Mundari Halkında Sembollerin Ruhani Hafızası
Gün doğarken beyaz bir duman yükseliyordu yerle gök arasından. Ne sis ne de buhar… Bu, külle sıvanmış bedenlerin etrafında tüten sabah ateşinin sessiz şarkısıydı. Mundari halkının çadırlarının önünde, genç bir delikanlı duruyordu. Göğsüne çekilmiş çizgiler, alnına bastırılmış kül ve başının üzerinde duran sembolik bir boynuz parçası… Tüm bunlar, yalnızca süs değildi. O genç adam, bir ismi değil; bir kimliği, bir soyu, bir hayvanı, bir atayı taşıyordu.
Mundari olmak, yalnızca bir topluluğun parçası olmak değil, bir totemle özdeşleşmektir. Ve bu totem, kişinin hem varoluş hem de aidiyet haritasıdır. Güney Sudan’ın Nil Nehri çevresinde yaşayan Mundari halkı, yaşamlarını sığırlarla kurdukları kutsal bir ilişki üzerine inşa eder. Bu bağlamda sığır, sadece geçim aracı değil; kolektif hafızanın ve ruhani kimliğin taşıyıcısıdır.

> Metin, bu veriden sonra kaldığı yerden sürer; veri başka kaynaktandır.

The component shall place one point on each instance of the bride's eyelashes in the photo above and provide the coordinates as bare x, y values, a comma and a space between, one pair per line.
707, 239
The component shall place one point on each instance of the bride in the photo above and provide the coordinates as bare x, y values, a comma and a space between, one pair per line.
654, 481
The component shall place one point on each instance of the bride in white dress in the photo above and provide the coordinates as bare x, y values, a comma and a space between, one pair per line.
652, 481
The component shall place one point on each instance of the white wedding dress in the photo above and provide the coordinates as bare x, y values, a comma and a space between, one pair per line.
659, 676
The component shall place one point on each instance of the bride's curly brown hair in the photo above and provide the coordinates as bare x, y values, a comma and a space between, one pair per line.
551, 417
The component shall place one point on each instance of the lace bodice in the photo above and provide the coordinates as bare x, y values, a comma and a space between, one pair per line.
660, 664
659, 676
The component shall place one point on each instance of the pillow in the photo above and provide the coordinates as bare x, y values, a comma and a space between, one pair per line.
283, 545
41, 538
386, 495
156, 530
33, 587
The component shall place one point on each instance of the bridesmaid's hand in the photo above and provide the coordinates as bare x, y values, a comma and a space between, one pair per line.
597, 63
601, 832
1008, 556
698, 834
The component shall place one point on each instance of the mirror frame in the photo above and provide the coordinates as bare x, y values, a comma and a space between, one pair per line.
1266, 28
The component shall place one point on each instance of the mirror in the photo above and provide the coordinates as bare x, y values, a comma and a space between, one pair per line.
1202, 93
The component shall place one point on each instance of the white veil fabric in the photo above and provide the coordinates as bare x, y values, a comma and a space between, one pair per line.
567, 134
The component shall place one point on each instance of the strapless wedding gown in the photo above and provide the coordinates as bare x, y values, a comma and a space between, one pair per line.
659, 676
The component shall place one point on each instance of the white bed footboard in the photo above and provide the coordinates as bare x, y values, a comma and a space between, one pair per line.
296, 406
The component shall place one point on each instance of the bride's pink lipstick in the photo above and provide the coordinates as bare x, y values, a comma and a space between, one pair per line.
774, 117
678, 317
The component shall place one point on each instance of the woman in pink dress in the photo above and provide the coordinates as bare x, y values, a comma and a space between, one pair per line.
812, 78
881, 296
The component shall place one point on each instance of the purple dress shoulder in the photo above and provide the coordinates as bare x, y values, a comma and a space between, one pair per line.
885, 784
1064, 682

Hayvanın Ruhuyla Kimlik Kurmak
Antropolojik açıdan totem, kabilelerin kimliğini, kökenini ve kutsallığını taşıyan bir semboldür. Mundari kültüründe ise bu sembol bizzat sığırdır. Her birey, küçük yaşlardan itibaren bir inekle özdeşleştirilir. Fiziksel özellikleri, davranış biçimleri, takma adları hatta sosyal rolleri, sahip oldukları bu sığır üzerinden şekillenir. Birey, kendi bedenine çizdiği işaretler ve kullandığı külle bu bağı görünür kılar.

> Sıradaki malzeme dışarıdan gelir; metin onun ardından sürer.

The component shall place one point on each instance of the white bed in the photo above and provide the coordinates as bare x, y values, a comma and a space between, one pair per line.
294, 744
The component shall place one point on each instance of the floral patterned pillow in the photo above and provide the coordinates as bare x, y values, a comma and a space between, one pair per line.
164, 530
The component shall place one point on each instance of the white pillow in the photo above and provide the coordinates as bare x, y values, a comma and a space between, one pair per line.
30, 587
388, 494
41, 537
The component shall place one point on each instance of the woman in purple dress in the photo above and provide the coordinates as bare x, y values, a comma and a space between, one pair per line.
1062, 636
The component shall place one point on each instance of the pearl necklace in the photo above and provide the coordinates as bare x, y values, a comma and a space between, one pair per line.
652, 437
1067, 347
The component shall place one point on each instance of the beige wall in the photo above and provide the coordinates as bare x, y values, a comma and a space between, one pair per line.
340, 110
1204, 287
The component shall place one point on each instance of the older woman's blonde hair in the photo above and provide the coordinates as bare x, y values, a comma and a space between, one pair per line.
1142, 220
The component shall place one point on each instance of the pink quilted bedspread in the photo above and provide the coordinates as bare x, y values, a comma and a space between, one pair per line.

Bu sembolik yapı, Emile Durkheim’ın “dinî semboller toplumsal anlamlar taşır” tezini doğrular niteliktedir. Modern toplumlarda birey, ismi ve kimlik numarasıyla tanımlanırken; Mundari’de bu tanım totemik semboller, külle çizilen beden ve sığırla kurulan ruhsal bağ üzerinden yapılır. İnek burada yalnızca bir canlı değil, yaşayan bir kutsal koddur.
Kül, Boynuz ve Ritüel: Aidiyetin Dili
Ergenlik çağına gelen genç erkekler, kabile tarafından belirli ritüellerle “birey” olarak tanınır. Başlarının tıraş edilmesi, külle boyanması ve kutsal hayvanın izlerinin taşınması, bu sürecin en görünür adımlarıdır. Bazen bu kül, bizzat totemik inekten elde edilen dışkıdan yapılır. Çünkü kutsallık, Mundari inancında doğa ve beden arasında bölünmez bir bağla örülüdür.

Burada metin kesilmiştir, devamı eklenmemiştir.